Before reaching for yet another government fix, shouldn’t we first see if a fully informed market can produce a solution on its own? Outside of ESOPs, there isn’t enough public reporting of employee ownership data, even for publicly traded companies. And that means there is no transparent scorecard, no easy way to compare one company to the next and, of critical importance, no way for companies to compete with each other on employee-ownership adoption.
To create that scorecard, we must make currently invisible employee-ownership data visible to all Americans. The tool required is a public-facing Employee Ownership (EO) Index, in effect, a “company Gini coefficient” that measures employee stock ownership within and between companies. The power of such an index shouldn’t be underestimated. In addition to potentially impacting market value, it’s a way for companies to signal their good intentions.
The ESG (which asks stockholders to consider a company's commitment to environment, social and governance issues when making investment decisions) taught us just how sensitive corporations are about their reputations, even with regard to societal problems they aren’t fully equipped to solve.

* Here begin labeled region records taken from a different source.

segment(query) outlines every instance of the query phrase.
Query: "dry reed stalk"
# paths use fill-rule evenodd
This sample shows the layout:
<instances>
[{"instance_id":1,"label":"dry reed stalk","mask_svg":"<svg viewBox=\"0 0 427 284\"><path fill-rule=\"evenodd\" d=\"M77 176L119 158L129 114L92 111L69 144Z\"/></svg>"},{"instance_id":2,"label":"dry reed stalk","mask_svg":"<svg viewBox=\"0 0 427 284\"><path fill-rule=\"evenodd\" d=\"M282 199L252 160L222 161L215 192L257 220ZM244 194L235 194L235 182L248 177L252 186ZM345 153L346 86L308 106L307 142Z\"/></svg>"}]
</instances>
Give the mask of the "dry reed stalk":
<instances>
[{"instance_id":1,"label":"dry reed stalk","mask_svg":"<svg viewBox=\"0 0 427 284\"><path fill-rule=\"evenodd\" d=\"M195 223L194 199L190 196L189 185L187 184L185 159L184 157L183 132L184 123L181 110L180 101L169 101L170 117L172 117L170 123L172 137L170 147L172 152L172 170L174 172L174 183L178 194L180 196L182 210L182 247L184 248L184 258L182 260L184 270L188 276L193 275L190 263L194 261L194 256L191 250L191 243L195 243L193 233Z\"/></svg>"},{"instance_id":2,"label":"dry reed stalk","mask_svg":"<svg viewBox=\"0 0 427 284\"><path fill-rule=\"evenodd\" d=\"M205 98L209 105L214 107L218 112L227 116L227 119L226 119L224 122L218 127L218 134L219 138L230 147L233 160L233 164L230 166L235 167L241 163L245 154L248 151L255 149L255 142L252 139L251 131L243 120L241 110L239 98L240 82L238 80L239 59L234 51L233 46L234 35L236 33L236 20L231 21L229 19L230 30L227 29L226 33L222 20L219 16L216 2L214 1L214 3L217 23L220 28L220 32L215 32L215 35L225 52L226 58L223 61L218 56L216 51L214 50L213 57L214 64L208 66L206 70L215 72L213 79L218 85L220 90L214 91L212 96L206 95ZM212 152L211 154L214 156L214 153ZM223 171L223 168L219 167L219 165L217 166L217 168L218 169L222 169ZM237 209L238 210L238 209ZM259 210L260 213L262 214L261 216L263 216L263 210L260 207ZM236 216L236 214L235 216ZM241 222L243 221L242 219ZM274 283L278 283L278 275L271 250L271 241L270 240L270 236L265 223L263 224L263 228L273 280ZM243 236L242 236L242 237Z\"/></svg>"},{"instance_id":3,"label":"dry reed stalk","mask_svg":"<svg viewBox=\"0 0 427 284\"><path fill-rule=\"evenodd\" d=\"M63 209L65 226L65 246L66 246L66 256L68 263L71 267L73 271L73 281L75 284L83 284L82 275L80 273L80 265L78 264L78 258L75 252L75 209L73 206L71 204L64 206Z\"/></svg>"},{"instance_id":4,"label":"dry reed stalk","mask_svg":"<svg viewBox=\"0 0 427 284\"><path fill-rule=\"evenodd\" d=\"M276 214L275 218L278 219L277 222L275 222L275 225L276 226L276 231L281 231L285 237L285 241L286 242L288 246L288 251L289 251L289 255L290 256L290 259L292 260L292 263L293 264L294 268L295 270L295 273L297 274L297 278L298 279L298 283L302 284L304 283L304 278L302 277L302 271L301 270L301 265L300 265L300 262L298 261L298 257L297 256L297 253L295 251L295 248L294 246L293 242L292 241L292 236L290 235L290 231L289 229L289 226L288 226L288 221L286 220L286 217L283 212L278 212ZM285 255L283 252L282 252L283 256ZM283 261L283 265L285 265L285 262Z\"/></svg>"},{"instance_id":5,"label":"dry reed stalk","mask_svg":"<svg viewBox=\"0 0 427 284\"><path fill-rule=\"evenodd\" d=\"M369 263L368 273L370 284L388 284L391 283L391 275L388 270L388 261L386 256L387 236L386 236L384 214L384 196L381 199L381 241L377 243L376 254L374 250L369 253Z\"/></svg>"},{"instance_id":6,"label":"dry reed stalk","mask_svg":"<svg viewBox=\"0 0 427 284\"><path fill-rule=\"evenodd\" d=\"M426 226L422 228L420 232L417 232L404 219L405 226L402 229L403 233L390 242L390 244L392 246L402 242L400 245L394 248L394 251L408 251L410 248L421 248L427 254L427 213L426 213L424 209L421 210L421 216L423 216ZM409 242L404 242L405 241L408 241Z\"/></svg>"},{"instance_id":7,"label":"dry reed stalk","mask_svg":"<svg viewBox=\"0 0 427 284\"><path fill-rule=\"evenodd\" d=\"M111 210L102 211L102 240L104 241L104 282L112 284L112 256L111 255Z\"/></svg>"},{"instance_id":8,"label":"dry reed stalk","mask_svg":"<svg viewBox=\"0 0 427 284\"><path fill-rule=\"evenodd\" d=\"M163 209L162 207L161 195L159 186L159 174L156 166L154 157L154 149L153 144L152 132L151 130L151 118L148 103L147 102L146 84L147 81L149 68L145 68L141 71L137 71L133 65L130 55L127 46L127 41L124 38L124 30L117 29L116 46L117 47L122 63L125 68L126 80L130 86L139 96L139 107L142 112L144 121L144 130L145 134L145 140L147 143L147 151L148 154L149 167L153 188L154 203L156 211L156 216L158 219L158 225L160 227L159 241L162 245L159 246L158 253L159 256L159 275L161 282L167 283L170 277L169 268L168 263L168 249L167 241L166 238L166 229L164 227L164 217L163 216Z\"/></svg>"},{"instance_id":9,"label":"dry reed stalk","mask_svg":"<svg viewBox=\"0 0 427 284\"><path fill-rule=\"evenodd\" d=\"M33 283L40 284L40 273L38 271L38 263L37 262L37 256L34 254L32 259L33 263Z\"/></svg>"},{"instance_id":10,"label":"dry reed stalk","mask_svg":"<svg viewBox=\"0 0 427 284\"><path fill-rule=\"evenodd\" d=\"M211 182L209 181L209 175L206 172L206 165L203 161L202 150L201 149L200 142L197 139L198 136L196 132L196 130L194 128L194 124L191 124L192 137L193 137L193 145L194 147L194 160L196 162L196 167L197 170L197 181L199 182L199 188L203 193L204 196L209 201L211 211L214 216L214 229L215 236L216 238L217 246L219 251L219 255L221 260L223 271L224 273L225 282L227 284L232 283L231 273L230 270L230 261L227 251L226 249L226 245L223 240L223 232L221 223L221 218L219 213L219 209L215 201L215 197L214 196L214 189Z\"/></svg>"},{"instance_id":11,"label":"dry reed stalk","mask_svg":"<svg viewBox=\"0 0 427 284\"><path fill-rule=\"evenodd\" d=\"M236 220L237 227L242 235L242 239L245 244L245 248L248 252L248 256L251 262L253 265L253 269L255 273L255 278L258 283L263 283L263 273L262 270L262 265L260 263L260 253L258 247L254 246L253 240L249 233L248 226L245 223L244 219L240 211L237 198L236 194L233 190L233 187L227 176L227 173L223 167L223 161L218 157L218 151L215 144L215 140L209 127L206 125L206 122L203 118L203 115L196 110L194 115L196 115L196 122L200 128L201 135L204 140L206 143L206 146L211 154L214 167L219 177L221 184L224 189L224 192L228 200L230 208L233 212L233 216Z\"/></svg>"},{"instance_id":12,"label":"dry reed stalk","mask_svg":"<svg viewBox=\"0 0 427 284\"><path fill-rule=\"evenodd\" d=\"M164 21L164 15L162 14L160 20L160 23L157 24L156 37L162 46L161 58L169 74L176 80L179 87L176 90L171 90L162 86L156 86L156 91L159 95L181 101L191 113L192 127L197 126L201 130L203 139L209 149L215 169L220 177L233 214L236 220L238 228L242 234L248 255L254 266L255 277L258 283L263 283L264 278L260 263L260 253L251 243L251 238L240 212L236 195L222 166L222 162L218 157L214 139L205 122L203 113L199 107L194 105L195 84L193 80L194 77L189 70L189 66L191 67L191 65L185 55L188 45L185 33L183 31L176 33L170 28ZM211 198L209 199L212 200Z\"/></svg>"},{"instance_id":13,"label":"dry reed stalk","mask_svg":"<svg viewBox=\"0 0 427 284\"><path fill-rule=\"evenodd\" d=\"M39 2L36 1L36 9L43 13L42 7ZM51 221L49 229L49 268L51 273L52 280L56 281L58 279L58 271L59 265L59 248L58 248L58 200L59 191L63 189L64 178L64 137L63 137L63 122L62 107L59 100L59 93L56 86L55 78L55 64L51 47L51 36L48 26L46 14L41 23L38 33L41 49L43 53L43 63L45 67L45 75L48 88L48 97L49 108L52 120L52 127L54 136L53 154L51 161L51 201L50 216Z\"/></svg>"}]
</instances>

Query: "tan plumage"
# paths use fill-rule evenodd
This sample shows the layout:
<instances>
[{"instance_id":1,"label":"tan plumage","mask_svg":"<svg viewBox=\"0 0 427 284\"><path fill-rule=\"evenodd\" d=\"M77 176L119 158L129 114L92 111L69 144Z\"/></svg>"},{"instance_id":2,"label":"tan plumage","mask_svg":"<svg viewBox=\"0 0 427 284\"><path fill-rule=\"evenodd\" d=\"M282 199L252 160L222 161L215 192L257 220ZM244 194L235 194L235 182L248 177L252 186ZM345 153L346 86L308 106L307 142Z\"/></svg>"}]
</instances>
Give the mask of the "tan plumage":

In contrast, broad-based employee ownership is completely within their control and totally consistent with profit maximization. The EO Index offers both companies and the public a flashlight to reveal which companies are leading, which are following and which are impeding change on this defining issue for the future of democratic capitalism in the U.S.

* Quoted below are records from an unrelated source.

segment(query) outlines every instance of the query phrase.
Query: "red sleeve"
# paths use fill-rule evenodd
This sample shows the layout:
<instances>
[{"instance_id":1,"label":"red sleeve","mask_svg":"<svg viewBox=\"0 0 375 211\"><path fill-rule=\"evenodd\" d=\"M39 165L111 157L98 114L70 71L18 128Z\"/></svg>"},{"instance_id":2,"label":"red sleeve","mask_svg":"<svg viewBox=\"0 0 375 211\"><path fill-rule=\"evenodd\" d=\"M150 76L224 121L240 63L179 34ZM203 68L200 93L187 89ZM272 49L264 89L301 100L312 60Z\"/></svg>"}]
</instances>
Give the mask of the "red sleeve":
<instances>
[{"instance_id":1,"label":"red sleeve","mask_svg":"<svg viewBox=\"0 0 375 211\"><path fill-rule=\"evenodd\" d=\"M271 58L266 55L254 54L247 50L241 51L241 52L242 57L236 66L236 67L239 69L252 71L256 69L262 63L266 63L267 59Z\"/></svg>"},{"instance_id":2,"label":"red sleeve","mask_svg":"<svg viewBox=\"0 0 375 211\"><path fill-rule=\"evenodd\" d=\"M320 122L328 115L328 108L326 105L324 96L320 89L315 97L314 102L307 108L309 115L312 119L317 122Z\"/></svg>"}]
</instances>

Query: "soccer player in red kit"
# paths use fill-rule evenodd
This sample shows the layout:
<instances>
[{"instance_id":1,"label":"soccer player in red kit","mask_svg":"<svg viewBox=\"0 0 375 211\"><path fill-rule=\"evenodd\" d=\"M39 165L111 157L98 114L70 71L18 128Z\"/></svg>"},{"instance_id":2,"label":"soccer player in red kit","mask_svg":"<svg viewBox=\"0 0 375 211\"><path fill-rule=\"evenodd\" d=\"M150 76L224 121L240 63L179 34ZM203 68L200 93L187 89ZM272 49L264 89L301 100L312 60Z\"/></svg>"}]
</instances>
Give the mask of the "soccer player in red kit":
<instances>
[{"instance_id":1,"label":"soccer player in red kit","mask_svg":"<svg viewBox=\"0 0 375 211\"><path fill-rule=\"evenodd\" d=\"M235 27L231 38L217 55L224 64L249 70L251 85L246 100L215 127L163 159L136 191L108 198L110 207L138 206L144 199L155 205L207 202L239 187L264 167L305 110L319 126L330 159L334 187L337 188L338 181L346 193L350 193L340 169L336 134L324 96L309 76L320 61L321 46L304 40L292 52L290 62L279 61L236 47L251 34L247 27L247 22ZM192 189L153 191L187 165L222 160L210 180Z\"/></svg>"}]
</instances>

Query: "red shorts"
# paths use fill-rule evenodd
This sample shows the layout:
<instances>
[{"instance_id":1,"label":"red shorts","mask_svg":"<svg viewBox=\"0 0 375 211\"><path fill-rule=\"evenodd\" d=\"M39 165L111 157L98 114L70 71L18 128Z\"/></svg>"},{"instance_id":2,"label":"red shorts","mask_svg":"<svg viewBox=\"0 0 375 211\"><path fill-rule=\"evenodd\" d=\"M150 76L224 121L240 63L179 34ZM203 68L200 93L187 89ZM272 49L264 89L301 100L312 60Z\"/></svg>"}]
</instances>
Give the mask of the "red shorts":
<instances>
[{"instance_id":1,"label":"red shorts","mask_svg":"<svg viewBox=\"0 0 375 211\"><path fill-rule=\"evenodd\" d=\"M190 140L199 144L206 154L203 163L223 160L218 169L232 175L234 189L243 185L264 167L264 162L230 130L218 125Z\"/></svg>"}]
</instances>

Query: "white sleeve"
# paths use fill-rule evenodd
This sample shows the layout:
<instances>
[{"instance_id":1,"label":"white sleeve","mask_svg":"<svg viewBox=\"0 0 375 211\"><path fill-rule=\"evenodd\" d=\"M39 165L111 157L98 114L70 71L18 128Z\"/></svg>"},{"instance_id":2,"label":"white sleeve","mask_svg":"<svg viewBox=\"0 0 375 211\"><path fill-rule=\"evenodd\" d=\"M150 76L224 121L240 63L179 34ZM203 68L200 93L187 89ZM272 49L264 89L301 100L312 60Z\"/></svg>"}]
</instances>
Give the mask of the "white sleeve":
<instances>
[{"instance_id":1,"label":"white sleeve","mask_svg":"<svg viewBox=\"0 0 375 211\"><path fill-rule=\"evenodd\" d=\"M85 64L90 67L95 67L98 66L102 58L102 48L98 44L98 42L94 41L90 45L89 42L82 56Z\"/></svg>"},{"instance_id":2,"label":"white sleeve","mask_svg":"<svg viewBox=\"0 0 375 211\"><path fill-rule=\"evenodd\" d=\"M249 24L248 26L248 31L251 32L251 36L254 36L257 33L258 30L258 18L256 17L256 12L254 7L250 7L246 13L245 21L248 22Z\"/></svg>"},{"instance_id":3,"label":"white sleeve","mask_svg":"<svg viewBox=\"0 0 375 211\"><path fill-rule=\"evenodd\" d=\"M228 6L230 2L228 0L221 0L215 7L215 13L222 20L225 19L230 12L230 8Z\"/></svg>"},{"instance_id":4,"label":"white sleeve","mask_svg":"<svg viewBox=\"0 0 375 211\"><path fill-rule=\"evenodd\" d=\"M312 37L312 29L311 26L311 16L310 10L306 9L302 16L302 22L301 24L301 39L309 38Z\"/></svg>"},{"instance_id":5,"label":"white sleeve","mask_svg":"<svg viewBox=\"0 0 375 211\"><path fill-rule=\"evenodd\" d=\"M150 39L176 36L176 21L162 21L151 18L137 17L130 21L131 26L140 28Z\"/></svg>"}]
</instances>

Our nonprofit organization, Work to Own, along with a team from Harvard Business School and other leading institutions, is releasing a first-ever Employee Ownership Index for the S&P 500. Though it will require further refinement because of the data limitations, we believe it will create a new market standard for measuring broad-based ownership that will encourage a race to the top.

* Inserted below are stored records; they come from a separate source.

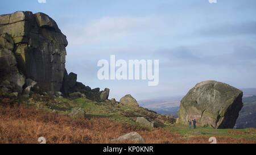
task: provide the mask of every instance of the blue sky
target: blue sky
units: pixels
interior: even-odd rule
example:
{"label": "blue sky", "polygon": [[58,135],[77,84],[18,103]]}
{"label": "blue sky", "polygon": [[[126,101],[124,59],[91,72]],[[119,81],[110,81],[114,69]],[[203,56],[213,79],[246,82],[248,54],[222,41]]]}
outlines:
{"label": "blue sky", "polygon": [[[256,1],[1,1],[0,14],[43,12],[67,36],[66,68],[110,98],[137,100],[184,95],[214,79],[256,87]],[[100,81],[100,59],[159,59],[159,85]]]}

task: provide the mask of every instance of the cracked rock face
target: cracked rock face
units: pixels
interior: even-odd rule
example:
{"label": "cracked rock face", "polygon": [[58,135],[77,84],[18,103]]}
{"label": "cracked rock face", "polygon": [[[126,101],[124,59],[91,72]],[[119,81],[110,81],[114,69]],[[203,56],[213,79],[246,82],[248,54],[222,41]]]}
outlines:
{"label": "cracked rock face", "polygon": [[242,91],[224,83],[199,83],[181,101],[179,123],[187,125],[196,119],[200,126],[233,128],[243,106],[242,95]]}
{"label": "cracked rock face", "polygon": [[68,41],[52,18],[30,11],[1,15],[0,35],[0,48],[13,53],[20,73],[43,91],[60,90]]}

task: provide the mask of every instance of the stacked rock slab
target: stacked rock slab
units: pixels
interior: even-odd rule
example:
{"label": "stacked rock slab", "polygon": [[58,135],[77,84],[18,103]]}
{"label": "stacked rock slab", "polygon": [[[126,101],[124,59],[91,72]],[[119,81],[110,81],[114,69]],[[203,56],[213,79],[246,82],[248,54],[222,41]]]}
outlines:
{"label": "stacked rock slab", "polygon": [[[1,39],[7,40],[7,47],[1,48],[15,56],[14,61],[9,56],[9,61],[17,64],[11,66],[17,66],[26,78],[36,81],[43,91],[60,90],[68,41],[52,18],[43,13],[33,14],[30,11],[1,15],[0,35],[4,35]],[[10,43],[9,36],[13,40]],[[10,48],[13,43],[13,48]],[[10,51],[1,51],[1,55],[13,55]]]}
{"label": "stacked rock slab", "polygon": [[242,91],[215,81],[197,84],[183,98],[179,123],[195,119],[200,126],[233,128],[243,106]]}

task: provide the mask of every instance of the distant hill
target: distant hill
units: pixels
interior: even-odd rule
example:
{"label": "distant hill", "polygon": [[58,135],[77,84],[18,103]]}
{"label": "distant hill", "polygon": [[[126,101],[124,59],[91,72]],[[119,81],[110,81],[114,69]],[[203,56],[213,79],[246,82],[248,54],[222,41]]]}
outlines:
{"label": "distant hill", "polygon": [[177,117],[181,96],[164,97],[138,101],[141,106],[164,115]]}
{"label": "distant hill", "polygon": [[256,95],[256,88],[240,89],[243,92],[243,97],[249,97]]}
{"label": "distant hill", "polygon": [[250,97],[245,98],[243,99],[243,103],[256,103],[256,95]]}
{"label": "distant hill", "polygon": [[239,128],[256,128],[256,95],[243,98],[243,102],[236,126]]}
{"label": "distant hill", "polygon": [[[243,122],[246,122],[246,120],[252,120],[256,122],[256,118],[254,118],[253,115],[254,112],[256,113],[256,110],[254,108],[255,105],[250,104],[256,103],[256,88],[240,89],[240,90],[243,92],[243,102],[245,106],[240,112],[240,116],[237,121],[237,125],[240,128],[244,128]],[[173,115],[175,117],[177,117],[177,112],[182,98],[183,96],[164,97],[140,100],[138,102],[141,106],[158,113]],[[249,105],[246,106],[246,104]],[[249,122],[247,121],[247,122]],[[256,125],[250,125],[251,127],[256,128]]]}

The SEC could greatly improve the robustness of the rankings by mandating that companies disclose employee stock compensation by income cohort, but until then, Work to Own will be supplementing our existing measure with surveys of the leading companies to produce a more definitive ranking of the S&P 500.
The more robust the tool, the more empowered companies will be as change agents, and the less demand there will be on government to expand redistributive programs. For while progressively larger rounds of redistribution have improved the living standards of the poorest Americans and strengthened the safety net, they haven’t solved the economic mobility problem and, arguably, have imposed huge costs on the efficient functioning of the market economy.
Rather than continue this course, we must find solutions that expand wealth from the bottom up. Then, and only then can the founding vision of America be restored, and, as Steinbeck described in another essay, can the working class once again be “temporarily embarrassed capitalists.”
—William A. Mundell, Founder and Chairman of Work to Own, and Chairman of Neurosphere Entertainment.